Overall, we found Vancouver B.C. to be a very welcoming city. After all, it appeared to have more tourists than residents, spanning the entire globe. And it was quite the destination for Canada Day celebrations.
We’ve always wanted to hit up Vancouver, as it is within reasonable driving distance. The journey was long and a bit grueling, but the scenery was pleasant, and Aaron even made a fun time lapse of the trip.
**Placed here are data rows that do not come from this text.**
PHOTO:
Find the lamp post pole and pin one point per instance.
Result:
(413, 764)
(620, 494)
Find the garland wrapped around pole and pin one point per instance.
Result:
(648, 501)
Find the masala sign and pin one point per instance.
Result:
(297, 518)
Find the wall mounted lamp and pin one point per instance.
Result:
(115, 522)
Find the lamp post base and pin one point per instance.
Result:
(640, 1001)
The border itself was easier than we anticipated, though we weren’t expecting questions like where we’d be staying and if we already had reservations. The interstate dwindled into a small country highway, and we took a detour over a picturesque bridge to avoid some traffic into the city.
Vancouver is beautiful.
I wanted to pop my head out of the car window and take pictures as we came in, but Aaron assured me we’d have ample opportunities to wander about and get better shots. I was surprised that upon first look, the city presented itself as uniform; the entire waterfront is lined with identical glass buildings. Everything is new and shiny. I wondered if they had all been designed by the same architect. I later recognized this as simply a residential neighborhood filled with condos for the throngs of visitors and casual residents. It certainly makes for an aesthetic skyline.
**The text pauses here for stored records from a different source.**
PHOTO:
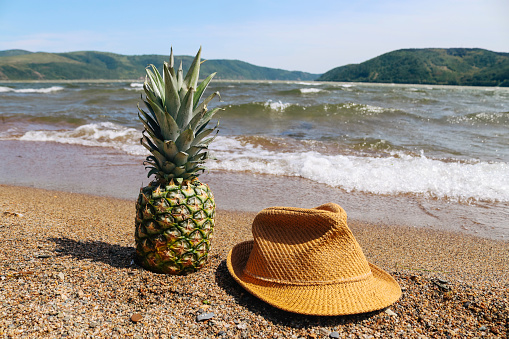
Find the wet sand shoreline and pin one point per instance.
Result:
(106, 172)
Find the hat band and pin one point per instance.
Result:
(310, 282)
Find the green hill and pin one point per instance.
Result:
(436, 66)
(24, 65)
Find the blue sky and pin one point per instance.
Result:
(312, 35)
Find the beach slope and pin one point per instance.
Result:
(66, 268)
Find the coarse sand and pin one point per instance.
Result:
(67, 270)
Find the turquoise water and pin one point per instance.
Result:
(441, 142)
(425, 156)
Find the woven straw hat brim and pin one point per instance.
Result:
(377, 292)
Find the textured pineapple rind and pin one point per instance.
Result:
(174, 226)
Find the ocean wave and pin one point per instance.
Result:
(277, 106)
(489, 118)
(104, 134)
(31, 90)
(397, 174)
(310, 90)
(393, 174)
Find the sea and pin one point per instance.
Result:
(414, 155)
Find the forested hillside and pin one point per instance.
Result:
(452, 66)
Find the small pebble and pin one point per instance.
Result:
(205, 316)
(242, 326)
(136, 317)
(391, 312)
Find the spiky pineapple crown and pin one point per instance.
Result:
(175, 125)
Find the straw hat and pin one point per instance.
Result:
(307, 261)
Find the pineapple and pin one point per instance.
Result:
(175, 212)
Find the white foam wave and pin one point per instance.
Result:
(391, 175)
(32, 90)
(396, 174)
(277, 106)
(105, 134)
(309, 83)
(310, 90)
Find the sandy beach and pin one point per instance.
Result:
(66, 269)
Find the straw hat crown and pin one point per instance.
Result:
(308, 247)
(307, 261)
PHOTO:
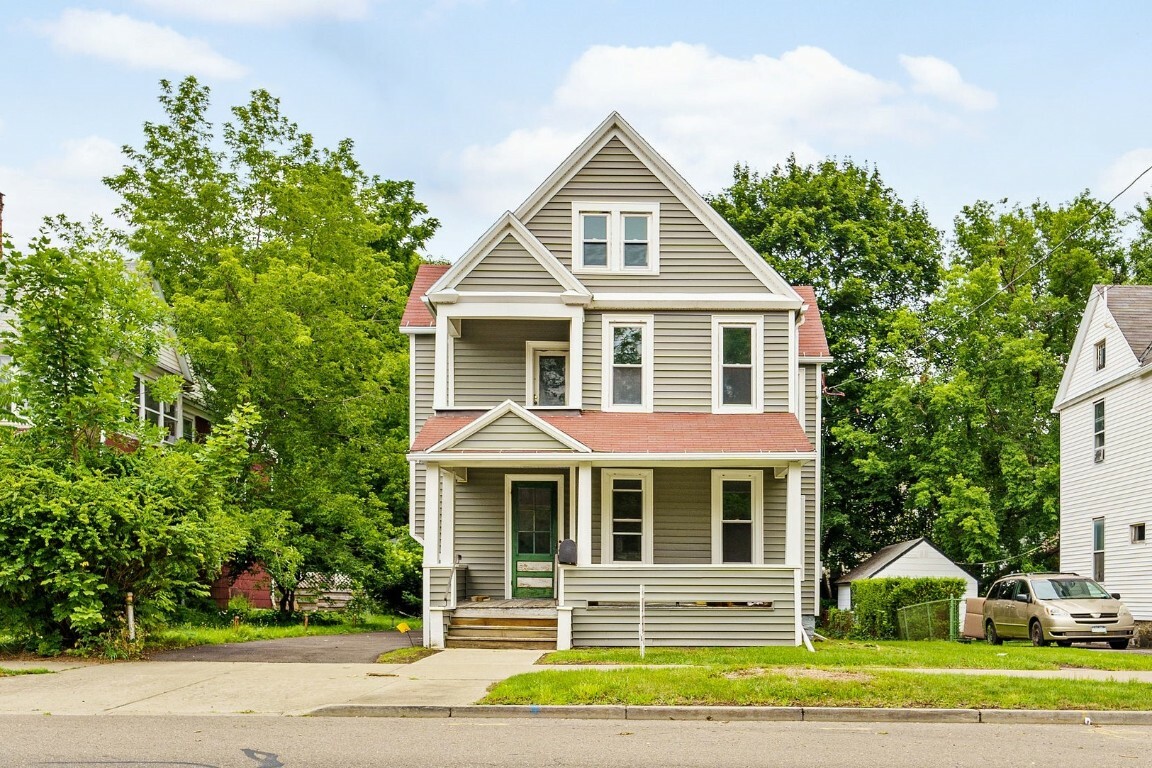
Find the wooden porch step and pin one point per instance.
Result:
(527, 644)
(501, 620)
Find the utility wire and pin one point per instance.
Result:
(835, 389)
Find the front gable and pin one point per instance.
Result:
(697, 249)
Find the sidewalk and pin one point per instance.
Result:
(442, 685)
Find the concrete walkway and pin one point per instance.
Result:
(442, 685)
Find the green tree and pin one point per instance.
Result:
(838, 227)
(963, 408)
(288, 267)
(83, 523)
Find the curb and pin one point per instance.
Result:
(750, 714)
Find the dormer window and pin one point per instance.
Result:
(615, 237)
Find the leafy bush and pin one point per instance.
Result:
(876, 601)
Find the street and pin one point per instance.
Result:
(265, 742)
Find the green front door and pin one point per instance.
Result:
(533, 538)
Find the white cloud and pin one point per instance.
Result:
(937, 77)
(262, 12)
(137, 44)
(704, 112)
(1121, 173)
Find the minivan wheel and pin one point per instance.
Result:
(990, 633)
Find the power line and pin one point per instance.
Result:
(939, 332)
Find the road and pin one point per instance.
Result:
(263, 742)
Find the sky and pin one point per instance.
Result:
(477, 100)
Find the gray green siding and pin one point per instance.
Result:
(509, 267)
(490, 358)
(691, 258)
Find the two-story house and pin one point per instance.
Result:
(613, 367)
(1105, 407)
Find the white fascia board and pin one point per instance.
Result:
(614, 126)
(442, 290)
(503, 409)
(764, 302)
(760, 459)
(1093, 301)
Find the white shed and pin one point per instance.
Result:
(912, 559)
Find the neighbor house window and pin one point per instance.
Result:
(148, 409)
(1098, 549)
(737, 364)
(547, 370)
(616, 237)
(628, 364)
(1098, 431)
(627, 516)
(737, 516)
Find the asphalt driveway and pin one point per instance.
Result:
(361, 648)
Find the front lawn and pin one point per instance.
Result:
(813, 687)
(924, 654)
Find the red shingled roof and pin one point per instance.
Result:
(416, 311)
(812, 341)
(653, 433)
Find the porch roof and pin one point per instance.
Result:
(651, 433)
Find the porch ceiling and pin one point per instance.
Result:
(651, 433)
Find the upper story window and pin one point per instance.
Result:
(1098, 430)
(737, 364)
(627, 364)
(616, 237)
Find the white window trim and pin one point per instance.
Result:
(718, 325)
(615, 211)
(757, 479)
(648, 359)
(532, 350)
(606, 478)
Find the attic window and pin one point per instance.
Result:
(616, 237)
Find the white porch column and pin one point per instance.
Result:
(584, 514)
(794, 542)
(448, 518)
(432, 515)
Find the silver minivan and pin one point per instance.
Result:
(1061, 608)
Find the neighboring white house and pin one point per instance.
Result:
(1105, 407)
(911, 559)
(611, 366)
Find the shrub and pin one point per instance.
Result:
(876, 601)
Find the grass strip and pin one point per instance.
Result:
(924, 654)
(808, 687)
We stayed in one such condo, and our view was spectacular. I wasn’t about to get any sunset shots with all the other buildings in the way, but we spent a fair amount of time out on the little deck, enjoying the warm weather and planning out our next day. When it grew too chilly there, we had the convenient option of a cozy sunroom. More than once, I yearned to just take a nap in that little room.
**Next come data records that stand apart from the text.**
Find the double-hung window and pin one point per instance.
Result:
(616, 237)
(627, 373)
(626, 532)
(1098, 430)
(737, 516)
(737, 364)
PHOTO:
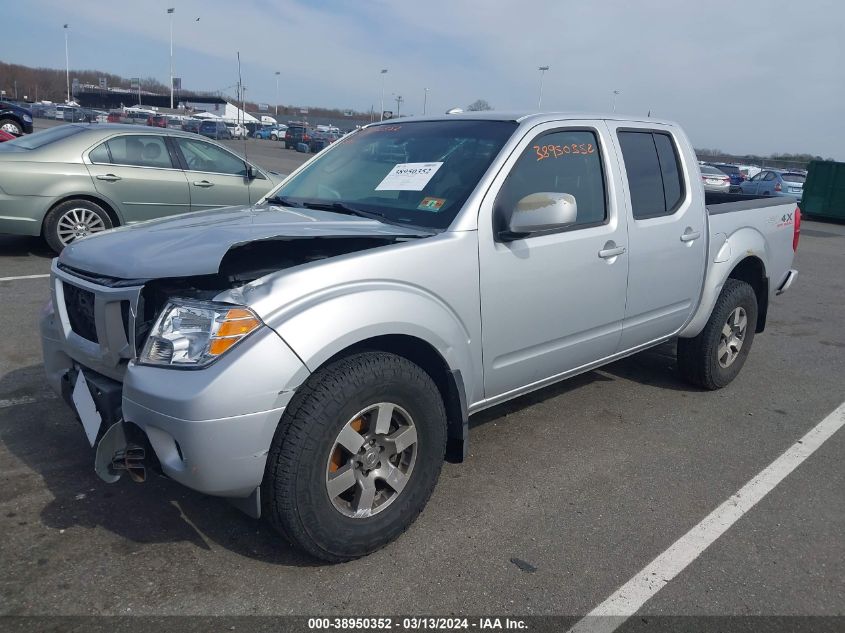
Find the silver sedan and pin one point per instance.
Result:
(714, 179)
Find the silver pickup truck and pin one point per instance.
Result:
(316, 356)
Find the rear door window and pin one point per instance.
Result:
(655, 181)
(203, 156)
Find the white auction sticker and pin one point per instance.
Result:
(408, 177)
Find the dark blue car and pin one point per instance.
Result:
(14, 119)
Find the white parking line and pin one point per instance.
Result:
(24, 277)
(631, 596)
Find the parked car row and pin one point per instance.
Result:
(73, 180)
(15, 119)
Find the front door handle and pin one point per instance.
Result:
(607, 253)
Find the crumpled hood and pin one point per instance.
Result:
(195, 243)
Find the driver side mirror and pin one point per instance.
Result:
(541, 212)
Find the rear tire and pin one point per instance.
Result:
(713, 359)
(72, 219)
(307, 454)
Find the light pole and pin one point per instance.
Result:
(170, 13)
(67, 67)
(277, 93)
(381, 114)
(542, 70)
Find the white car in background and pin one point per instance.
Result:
(714, 179)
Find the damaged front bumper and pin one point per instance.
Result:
(209, 429)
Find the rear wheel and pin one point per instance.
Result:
(72, 220)
(11, 126)
(356, 456)
(714, 358)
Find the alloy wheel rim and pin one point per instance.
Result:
(77, 223)
(732, 337)
(371, 460)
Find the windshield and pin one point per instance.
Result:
(44, 137)
(417, 173)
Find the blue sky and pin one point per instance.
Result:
(752, 76)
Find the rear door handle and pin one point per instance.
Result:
(607, 253)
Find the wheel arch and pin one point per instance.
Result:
(742, 257)
(449, 381)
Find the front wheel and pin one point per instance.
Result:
(356, 456)
(72, 220)
(714, 358)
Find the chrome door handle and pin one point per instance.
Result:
(607, 253)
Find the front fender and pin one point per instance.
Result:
(325, 323)
(744, 243)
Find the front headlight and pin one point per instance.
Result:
(195, 333)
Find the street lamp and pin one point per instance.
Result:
(277, 93)
(67, 67)
(170, 13)
(381, 114)
(542, 70)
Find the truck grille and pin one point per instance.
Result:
(80, 311)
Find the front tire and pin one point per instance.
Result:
(356, 456)
(74, 219)
(713, 359)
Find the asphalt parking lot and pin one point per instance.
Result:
(567, 493)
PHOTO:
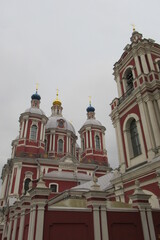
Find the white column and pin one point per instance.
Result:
(144, 225)
(9, 229)
(154, 123)
(150, 62)
(69, 144)
(104, 224)
(50, 142)
(16, 188)
(150, 224)
(96, 222)
(21, 227)
(119, 142)
(40, 222)
(22, 128)
(90, 134)
(87, 138)
(119, 86)
(145, 126)
(157, 112)
(5, 230)
(158, 100)
(144, 64)
(26, 126)
(3, 187)
(41, 132)
(14, 228)
(137, 65)
(104, 142)
(53, 142)
(32, 223)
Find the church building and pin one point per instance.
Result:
(54, 189)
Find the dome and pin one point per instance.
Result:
(54, 121)
(92, 121)
(36, 96)
(90, 109)
(34, 111)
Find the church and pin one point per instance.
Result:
(52, 188)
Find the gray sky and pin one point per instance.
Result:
(70, 45)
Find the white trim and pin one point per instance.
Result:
(53, 183)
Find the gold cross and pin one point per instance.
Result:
(37, 86)
(57, 93)
(133, 25)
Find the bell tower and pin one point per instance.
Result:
(32, 130)
(92, 135)
(136, 112)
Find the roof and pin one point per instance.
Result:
(53, 123)
(104, 182)
(67, 175)
(35, 111)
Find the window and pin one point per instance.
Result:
(72, 148)
(83, 145)
(129, 79)
(45, 145)
(60, 145)
(158, 65)
(135, 139)
(97, 142)
(61, 123)
(54, 187)
(33, 134)
(26, 185)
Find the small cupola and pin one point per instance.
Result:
(57, 106)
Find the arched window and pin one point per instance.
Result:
(129, 79)
(83, 145)
(54, 187)
(97, 142)
(60, 145)
(72, 148)
(135, 139)
(45, 145)
(33, 133)
(158, 65)
(26, 185)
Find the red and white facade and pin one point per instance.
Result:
(136, 118)
(92, 134)
(52, 189)
(46, 146)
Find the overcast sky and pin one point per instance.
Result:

We were well settled in and resting up for our first full day of adventure when excitement struck.
Deep in dreams and warmly snuggled in blankets, reality slammed into us in the form of a terrifying, blaring alarm. It took several moments to process what was going on; I think I was standing before I was fully conscious. We finally registered the fire alarm and threw jackets on while trying to determine if we should exit the building.
Fortunately, all of my camera equipment (including my portable hard drive) was still neatly tucked in its bag, so instead of contemplating if I should grab it, it was faster to simply do so. The hallway was full of more confusion, bunny slippers, robes, and questions.
We descended the 15 floors to the street below and awaited instructions. The fire crews were already there (that’s comforting), so the rest of us stood around, waited, and speculated as to the cause. It was actually still pleasantly warm. A few were holding their dogs or cats. Many were on their cell phones. I thought: I have a camera.
The lighting was horrid, of course, and I didn’t want to draw any odd looks, so I exercised as much stealth as I could. I still managed to capture this shot. I think the character of the picture is probably better than the quality, but it really spoke to how everyone was feeling at that moment.
We were given the all-clear from the firemen (we never did find out what caused it – I really hope it wasn’t some drunk kids playing a joke), and the masses filed back inside. We didn’t want to wait in the long lines for the elevators, so in our infinite wisdom, we decided to ascend the stairs… all 15 flights of them. Nothing like a little exercise in the middle of the night.
Jazzed yet exhausted, we crashed (after noting the time: nearly 3am). That’s one way to be welcomed into the country. We were off to a great start!